Ia menjelaskan, Pasal 303 membagi bentuk pelanggaran ke dalam tiga tingkatan: gangguan ringan berupa kegaduhan, gangguan dengan kekerasan atau ancaman kekerasan terhadap pertemuan keagamaan, serta gangguan langsung terhadap pelaksanaan ibadah atau upacara keagamaan. Pembagian ini, kata dia, penting untuk menjamin proporsionalitas pemidanaan.
“Tidak semua gangguan diperlakukan sama. KUHP baru membedakan secara jelas antara pelanggaran ketertiban dan tindak pidana serius yang menyentuh hak konstitusional warga negara,” katanya.
Pasal 304, lanjut Santrawan, berfungsi sebagai norma penyeimbang antara kebebasan berekspresi dan kewajiban menghormati keyakinan orang lain. Dalam perspektif hukum, pasal ini membatasi ekspresi yang bersifat menghina dan berpotensi menimbulkan konflik sosial.
“Kebebasan berekspresi bukan hak absolut.
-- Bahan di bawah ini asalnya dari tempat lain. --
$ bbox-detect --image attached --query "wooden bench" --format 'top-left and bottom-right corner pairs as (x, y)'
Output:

Dalam negara hukum, ia dibatasi oleh penghormatan terhadap martabat manusia dan ketertiban umum,” tegasnya.
Sementara itu, Pasal 305 dinilai sebagai bentuk perlindungan maksimal terhadap simbol-simbol keagamaan. Penodaan, perusakan, atau pembakaran tempat ibadah ditempatkan sebagai tindak pidana berat karena dampak sosialnya yang luas dan berpotensi memicu kekerasan lanjutan.
Santrawan menilai ancaman pidana dalam pasal ini telah memenuhi asas ultimum remedium, karena diterapkan pada perbuatan yang secara nyata melawan hukum dan menimbulkan luka sosial mendalam bagi umat yang bersangkutan.
Namun demikian, ia mengingatkan bahwa keberhasilan KUHP dan KUHAP baru sangat ditentukan oleh implementasinya. Aparat penegak hukum, khususnya Kepolisian Republik Indonesia, dituntut untuk menerapkan pasal-pasal tersebut secara objektif dan tidak diskriminatif.
“Penegakan hukum harus berbasis fakta dan alat bukti, bukan tekanan massa atau sentimen mayoritas. Jika tidak, tujuan perlindungan hukum justru bisa berbalik menjadi sumber ketidakadilan,” ujarnya.
LBH GEKIRA, kata Santrawan, mendorong agar aparat penegak hukum mendapatkan pemahaman komprehensif mengenai norma-norma baru dalam KUHP dan KUHAP, termasuk konteks sosiologis dan konstitusionalnya.
“KUHP baru memberi instrumen hukum. Tugas negara adalah memastikan instrumen ini digunakan untuk melindungi, bukan menakut-nakuti,” pungkasnya.